PracticeField fills this gap by offering modular, AI-facilitated tools that support clients’ emotional integration and relational rehearsal between sessions—without replacing the therapeutic alliance. It bridges insight and action, reflection and regulation, without creating dependency or task-driven compliance. It’s not homework. It’s emotional infrastructure.

How is it different from existing digital tools?

Most therapy-adjacent tools focus on admin: notes, calendars, treatment plans. Others focus on self-help or direct-to-client coaching, often without clinical oversight or trauma-informed design.

PracticeField is different in five key ways:

  • Therapist-Curated, Client-Facing – Tools clients use, but therapists guide.
  • Relational Rehearsal, Not Compliance – The goal is not task completion, but growth in relational and emotional capacity.
  • Designed for Emotional Complexity – Built for shame, grief, trauma, and voice-building—not just mood tracking.
  • Modular + Customizable – Therapists can shape tools to align with their method, population, or phase of care.
  • Ethically Engineered – No crisis response, no human mimicry, and full transparency about what AI can and cannot do.

Why now?

Many platforms focus AI on clinician admin. But clients are already turning to AI for something deeper: resonance, direction, and companionship and often in emotionally vulnerable ways, without human or therapeutic grounding and guidance. PracticeField meets that need head-on—with tools grounded in clinical ethics and relational care.

This is the moment to shape how we engage AI in therapeutic contexts—before it’s dictated by startups, insurance companies, or algorithms that don’t understand what care actually is.

We can do this differently. PracticeField is that difference.

AI Companionship

Across open-source communities, people are building deeply personal AI companions—coded confidants designed to offer presence, intimacy, and support. 

These “homegrown” tools meet real needs: loneliness, touch-hunger, the longing to feel seen without fear. And they work—users report feeling soothed, known, even transformed.

 

But while AI can simulate resonance, it cannot metabolize it.

 Relational healing still asks for a nervous system, a body, another human who can witness rupture and stay. 

 PracticeField.io aims to bridge the emotional power of AI with the grounded container of therapy. 

It’s a space where clients can safely rehearse connection, co-create inner voices, and carry those learnings back into real relationships— with the clinical mental health frame both safely retained and powerfully expanded. 
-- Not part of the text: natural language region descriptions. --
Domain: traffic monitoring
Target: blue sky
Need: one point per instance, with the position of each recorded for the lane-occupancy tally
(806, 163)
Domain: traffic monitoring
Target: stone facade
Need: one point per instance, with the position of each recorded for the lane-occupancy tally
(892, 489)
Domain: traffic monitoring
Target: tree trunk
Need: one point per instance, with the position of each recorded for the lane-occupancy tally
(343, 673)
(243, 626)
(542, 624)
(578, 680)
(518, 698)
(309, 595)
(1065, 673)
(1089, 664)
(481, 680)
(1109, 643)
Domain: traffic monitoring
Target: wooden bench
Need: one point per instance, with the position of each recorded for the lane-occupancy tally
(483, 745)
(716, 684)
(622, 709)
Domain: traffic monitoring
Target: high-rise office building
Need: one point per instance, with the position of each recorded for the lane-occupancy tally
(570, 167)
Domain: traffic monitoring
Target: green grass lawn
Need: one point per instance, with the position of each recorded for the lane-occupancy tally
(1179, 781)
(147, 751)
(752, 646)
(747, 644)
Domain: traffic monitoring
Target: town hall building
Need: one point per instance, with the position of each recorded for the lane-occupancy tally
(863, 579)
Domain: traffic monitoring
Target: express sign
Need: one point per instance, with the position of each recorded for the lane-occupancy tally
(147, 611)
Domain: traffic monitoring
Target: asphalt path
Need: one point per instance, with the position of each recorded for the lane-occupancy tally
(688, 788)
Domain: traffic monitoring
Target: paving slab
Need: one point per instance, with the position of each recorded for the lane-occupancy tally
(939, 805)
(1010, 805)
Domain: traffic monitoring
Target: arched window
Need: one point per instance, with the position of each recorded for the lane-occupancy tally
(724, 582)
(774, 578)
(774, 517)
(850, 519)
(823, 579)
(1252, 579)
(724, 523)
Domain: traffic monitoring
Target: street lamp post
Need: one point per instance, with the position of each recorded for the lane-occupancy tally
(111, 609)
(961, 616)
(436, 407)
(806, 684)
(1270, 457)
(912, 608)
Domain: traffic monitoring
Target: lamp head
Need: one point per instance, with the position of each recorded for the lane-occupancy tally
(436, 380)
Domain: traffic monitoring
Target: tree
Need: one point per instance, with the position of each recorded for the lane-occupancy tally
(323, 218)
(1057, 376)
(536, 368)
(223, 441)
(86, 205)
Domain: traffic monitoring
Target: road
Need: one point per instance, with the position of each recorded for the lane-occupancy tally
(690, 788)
Elevating Clinical Disclosure & AI Education

As part of what I imagine will be a Practice Field subscription, therapists gain access to a specialized Client Disclosure Practice Package—including:

  • Therapist-authored framing statements to clarify the scope and purpose of AI tool use
  • Built-in guidance on the limits of confidentiality, duty-to-warn laws, and the difference between rehearsal and report
  • Client opt-in processes and personalized framing of clinical use based on the therapist's own preferences and practice needs. Clients must explicitly opt-in to use the disclosure practice tools and any features that allow therapist review. All interactions are governed by consent-based access, with no default sharing or surveillance.

Shared Psychoeducation on Generative AI

An essential feature of this tool is offering a co-learning model designed to educate both clients and therapists on the realities and limits of generative AI:

  • Clear, accessible psychoeducation on how large language models (LLMs) work
  • Guidance on the risks of relational overreliance, projection, and simulated intimacy
  • Framing of the AI as a non-human tool, not a sentient or therapeutic presence
  • Optional learning modules therapists can assign or review alongside clients
  • By embedding AI literacy into the therapeutic container, Practice Field empowers clients to use these tools reflectively and responsibly—always tethered to the human care.